The RNA-focused action of C2c2 complements the CRISPR-Cas9 system, which targets DNA, the genomic blueprint for cellular identity and function. The ability to target only RNA, which helps carry out the genomic instructions, offers the ability to specifically manipulate RNA in a high-throughput manner — and to manipulate gene function more broadly. This has the potential to accelerate progress to understand, treat, and prevent disease.

“C2c2 opens the door to an entirely new frontier of powerful CRISPR tools,” said senior author Feng Zhang, who is a core institute member of the Broad Institute, an investigator at the McGovern Institute for Brain Research at MIT, and the W. M. Keck Career Development Associate Professor in MIT’s Department of Brain and Cognitive Sciences.
“There are an immense number of possibilities for C2c2, and we are excited to develop it into a platform for life science research and medicine.”

“The study of C2c2 uncovers a fundamentally novel biological mechanism that bacteria seem to use in their defense against viruses,” said Eugene Koonin, senior author and leader of the Evolutionary Genomics Group at the NIH. “Applications of this strategy could be quite striking.”

Currently, the most common technique for performing gene knockdown is small interfering RNA (siRNA). According to the researchers, C2c2 RNA-editing methods suggest greater specificity and hold the potential for a wider range of applications, such as:

  • Adding modules to specific RNA sequences to alter their function — how they are translated into proteins — which would make them valuable tools for large-scale screens and constructing synthetic regulatory networks; and
  • Harnessing C2c2 to fluorescently tag RNAs as a means to study their trafficking and subcellular localization.

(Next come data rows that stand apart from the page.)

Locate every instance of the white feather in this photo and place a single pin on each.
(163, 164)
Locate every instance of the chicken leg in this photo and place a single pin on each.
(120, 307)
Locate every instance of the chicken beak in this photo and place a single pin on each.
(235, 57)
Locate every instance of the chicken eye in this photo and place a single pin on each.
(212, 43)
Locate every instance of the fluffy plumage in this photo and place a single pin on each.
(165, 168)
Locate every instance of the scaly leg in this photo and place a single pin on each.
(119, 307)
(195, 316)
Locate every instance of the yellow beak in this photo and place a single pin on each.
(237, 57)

In this work, the team was able to precisely target and remove specific RNA sequences using C2c2, lowering the expression level of the corresponding protein. This suggests C2c2 could represent an alternate approach to siRNA, complementing the specificity and simplicity of CRISPR-based DNA editing and offering researchers adjustable gene “knockdown” capability using RNA.

C2c2 has advantages that make it suitable for tool development:

  • C2c2 is a two-component system, requiring only a single guide RNA to function; and
  • C2c2 is genetically encodable — meaning the necessary components can be synthesized as DNA for delivery into tissue and cells.

“C2c2’s greatest impact may be made on our understanding of the role of RNA in disease and cellular function,” said co-first author Omar Abudayyeh, a graduate student in the Zhang Lab.